GPUs are commonly used in deep learning for training models due to their high parallel processing capabilities.
Deep learning models typically require vast amounts of data and complex calculations, making the training process computationally intensive. A traditional CPU (Central Processing Unit) can only handle a limited number of calculations at once, resulting in slower training times.
However, GPUs are designed to handle a large number of calculations in parallel, making them highly efficient for training deep learning models. This is because GPUs have thousands of cores, which can perform multiple operations simultaneously, allowing for faster processing times.
In addition, GPUs can also be used to accelerate the inference or prediction stage of a deep learning model. During inference, a trained model is used to make predictions on new data. GPUs can perform this task quickly and efficiently, making them useful for applications such as computer vision, natural language processing, and speech recognition.
Steps to install CUDA in Ubuntu
- Update the outdated packages in the server.
sudo apt update
2. Install the C compiler by the installation of the development package build-essential.
sudo apt-get install build-essential cmake unzip pkg-config
3. Install GNU Compiler Collection (GCC) compiler.
sudo apt-get install gcc
4. Add the graphics drivers repository to the system.
sudo add-apt-repository ppa:graphics-drivers/ppa
sudo apt update
5. Get the cuda installer(i.e., .run file) from https://developer.nvidia.com/cuda-downloads
wget https://developer.download.nvidia.com/compute/cuda/<cuda version>/local_installers/cuda_<cuda version>_<driver version>_linux.run
6. Install the downloaded file with a shell command.

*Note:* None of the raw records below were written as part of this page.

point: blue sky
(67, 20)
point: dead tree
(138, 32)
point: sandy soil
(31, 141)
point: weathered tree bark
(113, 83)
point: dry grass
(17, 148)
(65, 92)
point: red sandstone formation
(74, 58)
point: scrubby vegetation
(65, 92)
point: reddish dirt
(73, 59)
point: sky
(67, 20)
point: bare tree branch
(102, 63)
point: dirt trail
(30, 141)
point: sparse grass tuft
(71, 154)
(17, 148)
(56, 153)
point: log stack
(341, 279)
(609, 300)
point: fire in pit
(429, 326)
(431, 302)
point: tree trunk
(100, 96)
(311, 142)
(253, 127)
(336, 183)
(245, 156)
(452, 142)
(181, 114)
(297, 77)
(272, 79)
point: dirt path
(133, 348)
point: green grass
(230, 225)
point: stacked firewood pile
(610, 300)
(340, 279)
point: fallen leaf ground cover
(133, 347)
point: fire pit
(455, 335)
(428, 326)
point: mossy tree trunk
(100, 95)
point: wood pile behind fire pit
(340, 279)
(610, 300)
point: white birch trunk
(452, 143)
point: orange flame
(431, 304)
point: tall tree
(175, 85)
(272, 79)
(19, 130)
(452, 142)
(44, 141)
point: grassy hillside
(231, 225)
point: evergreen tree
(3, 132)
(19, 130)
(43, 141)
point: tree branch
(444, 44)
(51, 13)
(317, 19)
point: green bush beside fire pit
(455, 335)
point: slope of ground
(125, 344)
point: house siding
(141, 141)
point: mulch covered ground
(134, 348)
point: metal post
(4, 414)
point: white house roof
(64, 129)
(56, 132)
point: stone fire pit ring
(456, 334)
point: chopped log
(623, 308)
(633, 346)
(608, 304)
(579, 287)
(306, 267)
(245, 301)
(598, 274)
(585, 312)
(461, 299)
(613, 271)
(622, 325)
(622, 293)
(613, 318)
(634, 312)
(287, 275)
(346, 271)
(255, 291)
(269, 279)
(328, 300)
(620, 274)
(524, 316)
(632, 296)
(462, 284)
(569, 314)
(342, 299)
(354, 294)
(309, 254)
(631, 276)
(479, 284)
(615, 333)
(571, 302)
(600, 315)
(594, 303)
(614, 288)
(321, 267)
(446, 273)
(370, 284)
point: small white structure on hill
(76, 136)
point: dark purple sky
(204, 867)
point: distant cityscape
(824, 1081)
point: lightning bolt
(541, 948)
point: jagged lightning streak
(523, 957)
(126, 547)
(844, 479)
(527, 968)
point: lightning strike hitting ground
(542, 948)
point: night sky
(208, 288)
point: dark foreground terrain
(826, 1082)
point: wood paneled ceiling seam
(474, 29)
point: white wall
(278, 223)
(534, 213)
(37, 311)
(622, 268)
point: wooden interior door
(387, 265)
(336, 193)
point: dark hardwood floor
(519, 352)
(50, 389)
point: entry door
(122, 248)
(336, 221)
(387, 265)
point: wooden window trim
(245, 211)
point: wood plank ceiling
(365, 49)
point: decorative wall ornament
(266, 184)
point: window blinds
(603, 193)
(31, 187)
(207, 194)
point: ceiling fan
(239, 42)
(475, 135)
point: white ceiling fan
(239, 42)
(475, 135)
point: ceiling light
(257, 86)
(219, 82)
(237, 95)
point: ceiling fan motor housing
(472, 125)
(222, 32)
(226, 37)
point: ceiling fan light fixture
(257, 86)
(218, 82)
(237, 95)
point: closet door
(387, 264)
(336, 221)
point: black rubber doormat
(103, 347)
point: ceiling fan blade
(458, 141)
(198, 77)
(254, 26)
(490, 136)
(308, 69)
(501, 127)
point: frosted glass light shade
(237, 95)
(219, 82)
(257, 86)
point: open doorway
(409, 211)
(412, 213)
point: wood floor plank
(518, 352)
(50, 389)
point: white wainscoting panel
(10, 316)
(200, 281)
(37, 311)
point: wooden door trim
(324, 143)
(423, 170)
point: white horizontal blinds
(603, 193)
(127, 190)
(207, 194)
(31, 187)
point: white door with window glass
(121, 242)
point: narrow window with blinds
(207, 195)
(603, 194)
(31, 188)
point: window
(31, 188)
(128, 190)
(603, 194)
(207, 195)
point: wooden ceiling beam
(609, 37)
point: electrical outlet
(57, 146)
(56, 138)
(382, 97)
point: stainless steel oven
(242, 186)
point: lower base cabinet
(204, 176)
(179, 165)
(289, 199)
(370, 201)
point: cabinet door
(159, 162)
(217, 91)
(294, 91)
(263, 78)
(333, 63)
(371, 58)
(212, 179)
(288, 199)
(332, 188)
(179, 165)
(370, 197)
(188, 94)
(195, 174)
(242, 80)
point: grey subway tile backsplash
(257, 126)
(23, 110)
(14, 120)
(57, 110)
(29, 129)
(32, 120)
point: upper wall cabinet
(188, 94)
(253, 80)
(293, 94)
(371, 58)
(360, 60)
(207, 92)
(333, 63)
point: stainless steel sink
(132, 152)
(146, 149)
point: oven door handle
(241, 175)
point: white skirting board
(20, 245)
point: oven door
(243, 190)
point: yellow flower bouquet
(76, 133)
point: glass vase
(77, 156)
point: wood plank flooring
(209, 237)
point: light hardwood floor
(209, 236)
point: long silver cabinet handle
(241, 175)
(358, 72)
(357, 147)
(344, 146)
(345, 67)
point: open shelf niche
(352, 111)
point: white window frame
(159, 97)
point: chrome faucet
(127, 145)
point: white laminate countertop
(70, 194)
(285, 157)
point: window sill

sudo sh cuda_<cuda version>_<driver version>_linux.run
7. Add the CUDA installed folder in your system path. Open bashrc file in nano editor and update path.
nano ~/.bashrc
Add the following lines at the end of the bashrc file.
# NVIDIA CUDA TOOLKIT
export PATH=/usr/local/cuda-<cuda version>/bin${PATH:+:${PATH}}
export LD_LIBRARY_PATH=/usr/local/cuda-<cuda version>/lib64${LD_LIBRARY_PATH:+:${LD_LIBRARY_PATH}}
Press Ctrl + x, y and Enter to save changes. Next, run the source command to update your current shell environment.
source ~/.bashrc
Check cuda version
- Check CUDA toolkit version using NVIDIA’s CUDA Compiler(NVCC) is based on the widely used LLVM open-source compiler infrastructure. Developers can create or extend programming languages with support for GPU acceleration using the NVIDIA Compiler SDK.
nvcc -V
2. NVSMI, which stands for Nvidia System Management Interface, offers monitoring and management functionalities for all NVIDIA devices within the Fermi and newer architecture families, including Tesla, Quadro, and GRID. While the information available for GeForce devices is relatively limited, you can still use NVSMI to verify the driver versions installed on your system.
nvidia-smi
Debugging Installation
Check cuda driver and toolkit version
cat /usr/local/cuda/version.json
Uninstall CUDA
Remove CUDA Toolkit
sudo apt-get --purge remove "*cublas*" "cuda*" "nsight*"
Remove NVIDIA Drivers
sudo apt-get --purge remove "*nvidia*"
Clean up the uninstall
sudo apt-get autoremove
Additional details
- CUDA has 2 primary APIs, the runtime and the driver API.
- The necessary support for the driver API (e.g.
libcuda.so
on linux) is installed by the GPU driver installer. - The necessary support for the runtime API (e.g.
libcudart.so
on linux, and alsonvcc
) is installed by the CUDA toolkit installer - The
nvidia-smi
tool gets installed by the GPU driver installer, and generally has the GPU driver in view, not anything installed by the CUDA toolkit installer. nvcc
, the CUDA compiler-driver tool that is installed with the CUDA toolkit, will always report the CUDA runtime version that it was built to recognize. It doesn't know anything about what driver version is installed, or even if a GPU driver is installed.